Massachusetts is a similar story.  In this case the first phase of the reforms were driven by the business community, organized by Jack Rennie, a very successful businessman who worked hard to organize that community, and Paul Reville a public policy analyst.  They played the key role in pushing the Massachusetts Education Reform Act of 1993 through the legislature.  The Act provided hundreds of millions in new funding for the schools in exchange for explicit performance standards for students, set to international benchmarks and carefully drawn curriculum frameworks, also set to international benchmarks; a new comprehensive assessment system set to the standards and curriculum frameworks; much tougher standards for getting to be a teacher, intended to greatly ratchet up teachers’ command of the subjects they intended to teach, and a system to disclose student performance, school by school, with results reported by student subgroups, so that poor performance by these subgroups would not be hidden in the average scores for the school.  Right after the Act was passed, David Driscoll, until then the Deputy Commissioner of Education, was made Commissioner and remained in that position for ten years.  Under Driscoll’s leadership, Massachusetts, despite a great deal of pressure to do so, never backed off of its decision to set and to maintain internationally benchmarked standards, for both student performance and teacher certification.  After Driscoll left, the new governor created a new position in state government, to provide leadership to all the parts of government concerned primarily with education at all levels.  He filled that position with Paul Reville.  Between them, Driscoll and Reville provided the same kind of strength and continuity of leadership that Governor Hunt provided in North Carolina, and for a very similar agenda, an agenda that is in many respects consistent with our own analysis of the strategies used by the top performing nations to get to the top of the league tables.

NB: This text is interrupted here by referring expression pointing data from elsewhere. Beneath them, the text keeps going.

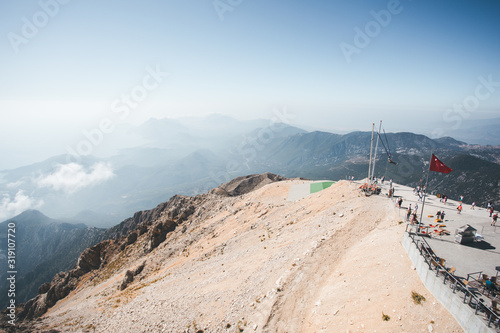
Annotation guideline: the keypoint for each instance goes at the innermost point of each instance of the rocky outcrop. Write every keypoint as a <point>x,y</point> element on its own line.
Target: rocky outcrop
<point>130,274</point>
<point>150,226</point>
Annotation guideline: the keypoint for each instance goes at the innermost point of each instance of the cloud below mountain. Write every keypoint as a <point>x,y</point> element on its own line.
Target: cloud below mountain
<point>14,206</point>
<point>73,177</point>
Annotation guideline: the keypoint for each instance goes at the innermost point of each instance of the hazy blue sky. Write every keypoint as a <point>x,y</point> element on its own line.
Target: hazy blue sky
<point>341,65</point>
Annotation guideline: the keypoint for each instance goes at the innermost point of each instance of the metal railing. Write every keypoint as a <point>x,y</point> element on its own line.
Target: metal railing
<point>455,282</point>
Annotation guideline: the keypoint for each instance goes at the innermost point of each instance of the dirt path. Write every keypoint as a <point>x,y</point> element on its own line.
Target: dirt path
<point>329,262</point>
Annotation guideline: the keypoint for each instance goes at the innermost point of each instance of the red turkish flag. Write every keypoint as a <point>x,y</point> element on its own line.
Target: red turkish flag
<point>438,166</point>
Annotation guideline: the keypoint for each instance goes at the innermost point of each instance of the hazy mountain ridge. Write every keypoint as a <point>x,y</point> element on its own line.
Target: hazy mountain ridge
<point>233,259</point>
<point>172,164</point>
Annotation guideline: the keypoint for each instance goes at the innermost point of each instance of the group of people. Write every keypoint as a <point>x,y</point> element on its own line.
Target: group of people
<point>440,215</point>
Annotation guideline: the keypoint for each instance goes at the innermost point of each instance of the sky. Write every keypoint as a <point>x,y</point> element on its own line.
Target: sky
<point>70,67</point>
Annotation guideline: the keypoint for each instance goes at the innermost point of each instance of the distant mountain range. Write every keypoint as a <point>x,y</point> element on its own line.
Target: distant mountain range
<point>101,192</point>
<point>192,155</point>
<point>43,248</point>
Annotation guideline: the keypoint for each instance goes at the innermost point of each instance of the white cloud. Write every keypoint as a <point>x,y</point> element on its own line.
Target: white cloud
<point>15,184</point>
<point>73,177</point>
<point>10,207</point>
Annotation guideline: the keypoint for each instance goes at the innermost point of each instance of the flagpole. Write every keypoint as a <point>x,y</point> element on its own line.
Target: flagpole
<point>376,148</point>
<point>425,192</point>
<point>371,149</point>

You may or may not agree with my analysis of the kerfuffle over the release of the TIMSS and PIRLS results.  You may or may not agree with my explanation for the rise of Florida, Massachusetts and North Carolina on the PIRLS and TIMSS league tables.  But, in any case, I urge you to look at the contending papers, and come to your own conclusions.  All of us could benefit greatly from a long, loud, contentious effort to define what it means to be educated, and to better understand why some nations are more successful than others at educating the vast majority of their young people to whatever standard they choose.

* This is a second version of the original post for this month.  We misstated the conclusions presented by Martin Carnoy and Richard Rothstein in the report described in this newsletter.  We believe we have stated those conclusions accurately here, and apologize to the authors for the error.

For the record, however, the version of the Carnoy-Rothstein conclusions that we based our first statement on was itself based on the version of the report that Carnoy and Rothstein originally released, which claimed that their re-estimate of United States PISA scores would result in the United States ranking 4th among OECD countries in reading, and 10th in math, a major revision upwards of the US PISA rankings.  In their most recent version of their report, released last week, Rothstein and Carnoy revised these numbers downward somewhat to 6th in reading and 13th in math, but, as the post points out, even these numbers are contested.